Sobre o tema “aposentadoria compulsória dos empregados públicos celetistas”, em recente decisão, o E. Supremo Tribunal Federal firmou entendimento sobre a exigência de lei para regulamentar as disposições contidas no parágrafo 16, do art. 201 da Constituição Federal:
“ADMINISTRATIVO. CONSTITUCIONAL. APELAÇÃO. AÇÃO DO PROCEDIMENTO COMUM. HOSPITAL NOSSA SENHORA DA CONCEIÇÃO. EMPRESA PÚBLICA FEDERAL. EXTINÇÃO DE CONTRATO DE EMPREGO. APOSENTADORIA COMPULSÓRIA. EMENDA CONSTITUCIONAL 103/2019. NORMA DE EFICÁCIA LIMITADA. 1. A Emenda Constitucional 103/2019 acrescentou o §16º, ao artigo 201, da Constituição Federal, dispondo acerca da aposentadoria compulsória dos empregados públicos celetistas. A norma em questão não possui elementos suficientes para sua vigência imediata, sendo de eficácia limitada e aplicabilidade mediata, exigindo a existência de lei prévia que a regulamente." (SL 1701. Decisão proferida pelo(a): Min. EDSON FACHIN. Julgamento: 05/01/2024).
Logo após, o entendimento do Tribunal Superior do Trabalho (TST), com a lavra da Ministra Morgana de Almeida Rich, seguiu a mesma trilha, no julgamento do RR-11521-58.2015.5.18.001:
"(...)
III - RECURSO DE REVISTA, ACÓRDÃO REGIONAL PUBLICADO NA VIGÊNCIA DA LEI Nº 13.015/2014. RETORNO DOS AUTOS APÓS JULGAMENTO DO RECURSO EXTRAORDINÁRIO PELA SUPREMA CORTE. VERBAS RESCISÓRIAS. AVISO PRÉVIO INDENIZADO. MULTA DE 40% DO FGTS. EMPREGADO PÚBLICO. APOSENTADORIA COMPULSÓRIA. INAPLICABILIDADE. 1. Hipótese em que o Supremo Tribunal Federal deu provimento ao recurso extraordinário do reclamante para fixar tese de que a aposentadoria compulsória prevista no art. 40, § 1º, II, da CF não se aplica aos empregados públicos, submetidos ao regime celetista. 2. No caso concreto, resulta incontroverso que o reclamante, empregado público do quadro de pessoal da Agência Goiana de Desenvolvimento Industrial e Mineral, foi demitido por iniciativa da empregadora ao atingir os 70 anos de idade, de modo que, não mais subsistindo a justificativa de aposentadoria compulsória, forçoso concluir se tratar de dispensa sem justa causa, a tornar exigível o pagamento de aviso prévio indenizado, diferenças de férias + 1/3 e décimo terceiro salário sobre a projeção do aviso, além de multa de 40% do FGTS. 3. Disso se extrai que o Tribunal Regional, ao indeferir os pedidos de verbas rescisórias, incorreu em potencial violação do art. 40, § 1º, II, da CF, por má-aplicação. Recurso de revista conhecido e provido" (RR- 11521-58.2015.5.18.0011, 5ª Turma, Relatora Ministra Morgana de Almeida Richa, DEJT 23/02/2024).
CONSIDERAÇÕES FINAIS:
Dos estudos aqui expendidos conclui-se pela inexistência de fundamentação para aposentadoria compulsória de empregados públicos celetistas, porquanto não se reveste de legalidade. Por conseguinte, resta inaplicável o dispositivo constitucional sobre o tema (§ 16 do Art. 201 CF/88), em razão da inexistência de lei regulamentadora.
REFERÊNCIAS:
BRASIL. Lei nº º 8.429, de 2 de junho de 1992. https://www.planalto.gov.br/ccivil_03/leis/l8429.htm . Acesso em 14/03/2024.

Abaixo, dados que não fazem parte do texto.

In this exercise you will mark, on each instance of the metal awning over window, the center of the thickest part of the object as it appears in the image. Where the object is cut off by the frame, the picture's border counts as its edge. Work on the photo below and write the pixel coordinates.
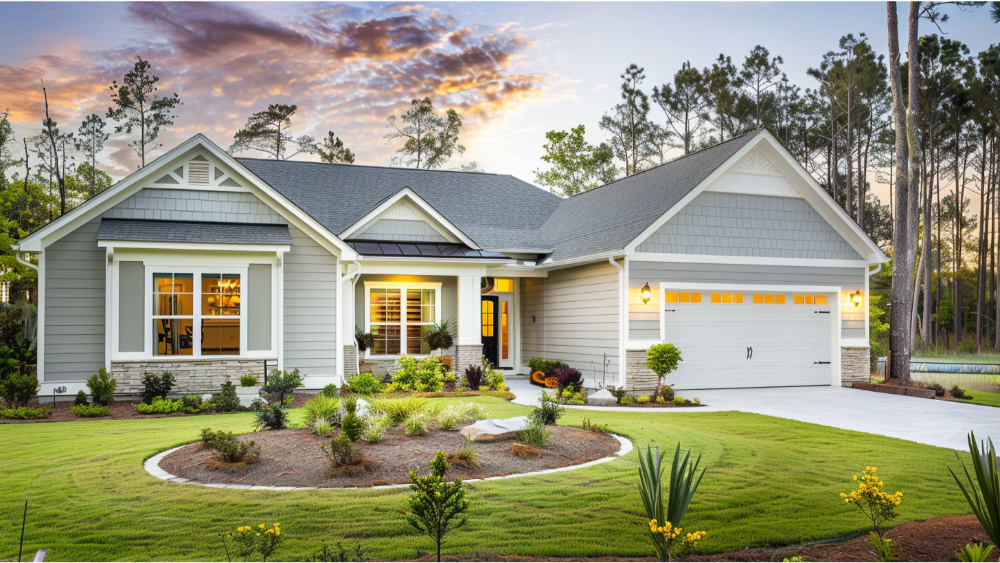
(400, 249)
(139, 230)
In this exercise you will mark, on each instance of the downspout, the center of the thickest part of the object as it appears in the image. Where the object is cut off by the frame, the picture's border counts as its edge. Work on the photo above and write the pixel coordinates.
(622, 318)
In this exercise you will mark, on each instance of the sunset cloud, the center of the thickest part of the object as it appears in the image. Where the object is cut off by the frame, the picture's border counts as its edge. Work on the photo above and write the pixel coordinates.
(347, 69)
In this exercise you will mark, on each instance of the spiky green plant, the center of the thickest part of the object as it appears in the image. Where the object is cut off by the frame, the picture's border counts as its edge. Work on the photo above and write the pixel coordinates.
(983, 493)
(684, 481)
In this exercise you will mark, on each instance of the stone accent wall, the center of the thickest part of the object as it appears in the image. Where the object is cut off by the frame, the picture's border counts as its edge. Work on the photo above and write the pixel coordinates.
(467, 355)
(350, 360)
(855, 365)
(638, 377)
(194, 376)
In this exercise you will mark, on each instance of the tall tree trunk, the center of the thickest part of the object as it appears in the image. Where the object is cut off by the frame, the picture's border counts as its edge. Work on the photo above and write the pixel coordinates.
(901, 294)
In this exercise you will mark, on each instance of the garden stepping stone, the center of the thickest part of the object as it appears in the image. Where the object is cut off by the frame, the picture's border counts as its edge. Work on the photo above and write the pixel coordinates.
(602, 398)
(495, 429)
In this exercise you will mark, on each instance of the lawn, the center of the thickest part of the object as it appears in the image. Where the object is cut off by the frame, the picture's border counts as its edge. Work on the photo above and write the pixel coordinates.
(770, 482)
(983, 398)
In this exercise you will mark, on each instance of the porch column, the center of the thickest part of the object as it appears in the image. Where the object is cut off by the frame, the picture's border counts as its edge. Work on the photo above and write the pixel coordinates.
(469, 349)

BRASIL. Lei n o 9.962, de 22 de fevereiro de 2000. https://www.planalto.gov.br/ccivil_03/leis/L9962.htm . Acesso em 14/03/2024.
CARVALHO FILHO, José dos Santos. Manual de Direito Administrativo, 38ª edição. Ed. Atlas, 2024. p. 641.
SILVA, José Afonso da. Aplicabilidade das Normas Constitucionais. 3a ed. São Paulo: Malheiros Editores, 1998, pp. 73 e 74.